The three months with the bag were annoying, but definitely do-able.  It seemed that there was no rhyme or reason to when or how the bag would stick or fall off. We followed the same procedure every time, and sometimes it would stay for 3 days.  Others it would fall off after three hours. When we were out, it would leak and we'd have to rush home to change it.  He celebrated his first birthday with a bag, and it was a bittersweet party. We could not wait for the pull through surgery that would happen in just a few short weeks! 

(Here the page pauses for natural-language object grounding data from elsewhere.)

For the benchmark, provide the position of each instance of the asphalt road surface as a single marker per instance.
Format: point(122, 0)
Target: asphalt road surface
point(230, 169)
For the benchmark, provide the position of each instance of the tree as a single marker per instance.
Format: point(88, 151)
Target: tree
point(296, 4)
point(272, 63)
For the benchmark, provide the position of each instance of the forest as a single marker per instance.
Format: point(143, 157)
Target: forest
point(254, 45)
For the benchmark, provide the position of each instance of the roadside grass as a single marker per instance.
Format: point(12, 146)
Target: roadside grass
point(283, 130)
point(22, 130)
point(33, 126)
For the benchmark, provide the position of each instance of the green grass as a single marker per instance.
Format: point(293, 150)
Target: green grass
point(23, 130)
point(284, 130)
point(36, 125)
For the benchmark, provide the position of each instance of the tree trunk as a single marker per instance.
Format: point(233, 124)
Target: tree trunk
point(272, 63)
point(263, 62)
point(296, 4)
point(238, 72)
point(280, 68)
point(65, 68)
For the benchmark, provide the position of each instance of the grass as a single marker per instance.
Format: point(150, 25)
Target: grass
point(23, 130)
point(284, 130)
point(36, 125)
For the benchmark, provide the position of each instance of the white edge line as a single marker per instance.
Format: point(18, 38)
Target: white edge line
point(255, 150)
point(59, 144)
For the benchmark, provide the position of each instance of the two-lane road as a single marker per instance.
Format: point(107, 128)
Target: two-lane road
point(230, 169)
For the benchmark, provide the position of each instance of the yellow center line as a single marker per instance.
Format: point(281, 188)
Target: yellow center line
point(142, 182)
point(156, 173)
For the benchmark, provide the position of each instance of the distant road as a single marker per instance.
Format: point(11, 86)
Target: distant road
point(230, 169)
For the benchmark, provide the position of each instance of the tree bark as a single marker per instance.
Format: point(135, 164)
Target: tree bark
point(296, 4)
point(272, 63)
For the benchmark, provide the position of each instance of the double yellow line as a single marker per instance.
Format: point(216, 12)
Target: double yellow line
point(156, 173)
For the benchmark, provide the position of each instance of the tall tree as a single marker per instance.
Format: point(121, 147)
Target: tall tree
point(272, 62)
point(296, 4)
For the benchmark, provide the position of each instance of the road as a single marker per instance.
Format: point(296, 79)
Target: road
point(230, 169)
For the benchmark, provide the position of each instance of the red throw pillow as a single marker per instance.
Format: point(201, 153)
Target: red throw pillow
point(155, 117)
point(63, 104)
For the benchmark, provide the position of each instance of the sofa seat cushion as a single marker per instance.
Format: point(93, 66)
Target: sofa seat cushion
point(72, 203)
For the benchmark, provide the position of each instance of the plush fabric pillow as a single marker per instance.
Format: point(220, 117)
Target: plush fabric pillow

Finally,mason hone 1 after three months, Mason's surgery was scheduled. On November 16th, 2010, He went into surgery as my younger sister and his godmother was having a c-section with Mason's first cousin, Avery.  The surgery lasted about 3 hours, and when he came out with the tube down his nose he looked terrible. He laid in the bed for three days and cried, watching his favorite show on repeat on the cheap hospital TV. I doubted our decision many times – he had been doing wonderfully with the bag. Why had we put him through this?  On the fourth day, things turned the corner.  Mason sat up, then stood up, and seemed back to normal within a matter of a few hours. This little boy always seemed to surprise me. When I anticipated the worst, he answered back with the best. He is such a little star! 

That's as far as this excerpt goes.